Organic Agriculture And Gardening  A Textbook For Healthier Living - Robert Owen Cobb
  • Release Date: 2021-12-20
  • Genre: Agriculture

Description

To paraphrase the late American humorist Will Rogers, this author never believes what he views on television news.
Not all of the food that we eat comes from Northern California, nor Central Florida.
The vast majority of it is grown here in North Carolina by hard working small famers on traditional family farms who have dedicated themselves to time-honored practices handed down from generation to generation.
This author was once among them and he knows from experience the hardships and obstacles that each producer  must overcome.
As seen in the Intro Media, the Correll's of Cleveland County have made anx effective conversion  from less profitable dairy production to more far more profitable market egg and vegetable production.
Obviously, unpredictable weather is a constant challenge, along with constantly fluctuating market conditions. 
And yet, with improper  soil practices, dramatic climate changes and the arrival of evasive species, effective pest management procedures have become a must.
With all of this in mind, dedicated researchers at North Carolina A&T, and N.C. State and, as well as the Cotton Institute and a host of others are always at their watch for the emergence of new species  of fungi, insects and weeds when they plague NC farm operators.
The first known pesticide was elemental sulfur dusting, used in ancient Sumer about 2500 BC  
By the 15th Century, toxic chemicals such as arsenic, mercury, and lead were being applied to crops to kill pests. 

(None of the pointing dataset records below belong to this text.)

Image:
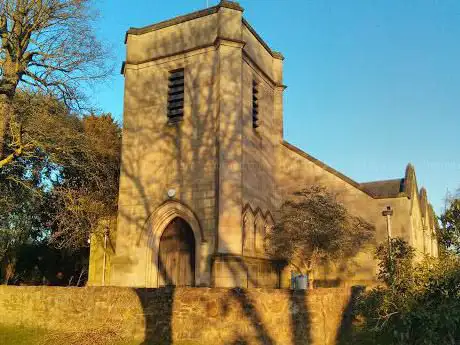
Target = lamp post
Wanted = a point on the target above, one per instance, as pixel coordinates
(387, 213)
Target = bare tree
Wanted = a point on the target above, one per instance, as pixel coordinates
(47, 45)
(313, 227)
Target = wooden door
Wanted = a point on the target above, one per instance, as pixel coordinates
(176, 260)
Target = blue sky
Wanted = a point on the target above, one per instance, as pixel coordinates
(372, 85)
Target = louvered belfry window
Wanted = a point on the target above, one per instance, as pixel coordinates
(176, 95)
(255, 104)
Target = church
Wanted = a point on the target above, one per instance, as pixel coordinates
(205, 166)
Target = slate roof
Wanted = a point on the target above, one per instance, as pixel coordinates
(384, 189)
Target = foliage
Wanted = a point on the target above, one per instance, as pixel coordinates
(49, 45)
(449, 232)
(395, 265)
(419, 305)
(63, 182)
(313, 227)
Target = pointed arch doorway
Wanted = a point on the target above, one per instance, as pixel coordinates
(176, 259)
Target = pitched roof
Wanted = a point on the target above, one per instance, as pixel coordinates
(384, 189)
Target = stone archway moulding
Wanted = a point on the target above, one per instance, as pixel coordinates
(157, 223)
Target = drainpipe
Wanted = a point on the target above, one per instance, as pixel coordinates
(388, 213)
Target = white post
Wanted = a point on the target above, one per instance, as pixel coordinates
(104, 258)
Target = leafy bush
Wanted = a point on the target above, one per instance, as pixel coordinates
(420, 303)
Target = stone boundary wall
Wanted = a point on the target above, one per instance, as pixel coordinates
(183, 315)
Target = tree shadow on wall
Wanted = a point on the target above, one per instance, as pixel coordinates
(186, 156)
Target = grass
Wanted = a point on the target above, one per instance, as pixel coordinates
(21, 336)
(31, 336)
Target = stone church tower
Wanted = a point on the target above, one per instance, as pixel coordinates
(204, 164)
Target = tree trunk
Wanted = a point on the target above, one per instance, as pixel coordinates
(7, 269)
(6, 101)
(311, 280)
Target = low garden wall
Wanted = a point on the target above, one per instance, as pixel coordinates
(182, 315)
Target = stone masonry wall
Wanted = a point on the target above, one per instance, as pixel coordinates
(183, 315)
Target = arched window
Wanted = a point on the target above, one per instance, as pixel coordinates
(248, 232)
(176, 261)
(259, 232)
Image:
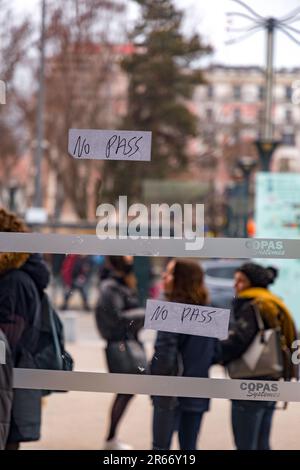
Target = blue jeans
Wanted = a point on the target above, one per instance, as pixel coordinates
(251, 424)
(166, 422)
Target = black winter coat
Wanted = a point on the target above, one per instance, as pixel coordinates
(184, 355)
(242, 333)
(118, 313)
(19, 309)
(6, 392)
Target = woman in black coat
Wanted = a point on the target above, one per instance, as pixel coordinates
(23, 277)
(119, 319)
(181, 354)
(6, 392)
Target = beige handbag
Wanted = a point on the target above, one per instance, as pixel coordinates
(263, 358)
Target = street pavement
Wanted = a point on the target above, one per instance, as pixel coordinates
(79, 420)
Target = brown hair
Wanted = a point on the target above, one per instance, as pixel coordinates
(188, 286)
(10, 222)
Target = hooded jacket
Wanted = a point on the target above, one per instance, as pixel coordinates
(22, 279)
(6, 393)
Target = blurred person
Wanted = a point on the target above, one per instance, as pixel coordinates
(6, 392)
(184, 355)
(23, 277)
(76, 273)
(252, 420)
(119, 318)
(143, 270)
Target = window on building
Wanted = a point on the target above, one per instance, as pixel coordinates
(210, 91)
(288, 92)
(237, 114)
(209, 114)
(237, 92)
(288, 116)
(261, 93)
(288, 139)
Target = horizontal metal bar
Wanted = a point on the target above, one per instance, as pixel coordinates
(90, 245)
(157, 385)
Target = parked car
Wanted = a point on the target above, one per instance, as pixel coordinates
(219, 279)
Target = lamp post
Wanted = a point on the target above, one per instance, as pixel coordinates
(267, 144)
(38, 197)
(246, 165)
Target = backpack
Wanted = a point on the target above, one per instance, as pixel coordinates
(50, 352)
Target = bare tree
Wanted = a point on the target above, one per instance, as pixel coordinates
(14, 39)
(79, 76)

In the 17th Century, nicotine sulfate was extracted from tobacco leaves for use as an insecticide.
The 19th Century saw the introduction of two more natural pesticides, pyrethrum, which is derived from chrysanthemums, and rotenone, which is derived from the roots of tropical plants. 
Until the 1950's, arsenic-based pesticides were often used. 

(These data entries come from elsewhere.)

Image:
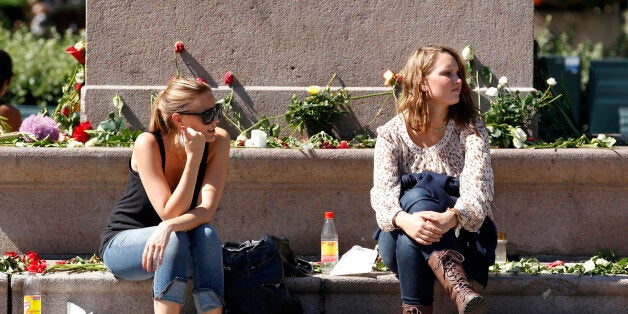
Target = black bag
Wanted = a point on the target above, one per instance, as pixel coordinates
(254, 279)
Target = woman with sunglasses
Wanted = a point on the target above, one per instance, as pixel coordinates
(161, 228)
(433, 186)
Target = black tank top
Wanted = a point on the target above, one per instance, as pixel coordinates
(134, 210)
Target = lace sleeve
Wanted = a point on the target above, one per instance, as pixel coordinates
(386, 185)
(476, 179)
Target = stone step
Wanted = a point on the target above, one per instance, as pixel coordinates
(377, 292)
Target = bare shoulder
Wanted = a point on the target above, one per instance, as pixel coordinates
(144, 141)
(222, 141)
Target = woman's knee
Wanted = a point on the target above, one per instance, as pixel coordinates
(206, 232)
(179, 243)
(417, 200)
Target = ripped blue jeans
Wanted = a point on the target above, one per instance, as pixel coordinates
(196, 253)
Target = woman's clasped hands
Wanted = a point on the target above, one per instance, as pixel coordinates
(425, 227)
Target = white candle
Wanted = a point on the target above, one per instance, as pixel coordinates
(259, 138)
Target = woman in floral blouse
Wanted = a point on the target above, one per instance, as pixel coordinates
(433, 185)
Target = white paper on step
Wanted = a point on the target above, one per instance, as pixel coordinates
(75, 309)
(357, 260)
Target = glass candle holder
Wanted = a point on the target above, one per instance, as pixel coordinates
(500, 251)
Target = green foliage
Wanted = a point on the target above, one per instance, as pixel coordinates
(318, 111)
(40, 65)
(112, 132)
(605, 263)
(551, 42)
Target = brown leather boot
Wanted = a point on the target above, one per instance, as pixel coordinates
(416, 309)
(447, 265)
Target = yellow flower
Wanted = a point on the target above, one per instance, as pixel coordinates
(389, 76)
(313, 90)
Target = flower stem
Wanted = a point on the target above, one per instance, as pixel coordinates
(372, 95)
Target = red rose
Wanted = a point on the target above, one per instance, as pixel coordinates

Chemist Paul Müller soon discovered that DDT was a very effective insecticide in the 1940's. Chlorinates such as DDT remained dominant, but they were replaced in the U.S. by organophosphates and carbamates by 1975. 
Since then, with the advent of organic gardening, pyrethrin compounds have again become the dominant insecticide in use.
Herbicides became commonplace in the 1960's, led by triazine and other nitrogen-based compounds, carboxylic acids such as 2,4-dichlorophenoxyacetic acid and glyphosate.
In the 1960's, it was discovered that DDT and its isomers were preventing many fish-eating birds from reproducing, which was a serious threat to biodiversity. 
Rachel Carson then wrote the best-selling book Silent Spring about biological persistence, which inspired Richard Nixon to establish the Environmental Protection Agency in 1972.
The agricultural use of DDT has now been banned under the Stockholm Convention on Persistent Organic Pollutants, but it is still used in some developing nations to prevent malaria and other tropical diseases by spraying on interior home walls to kill or repel mosquitoes.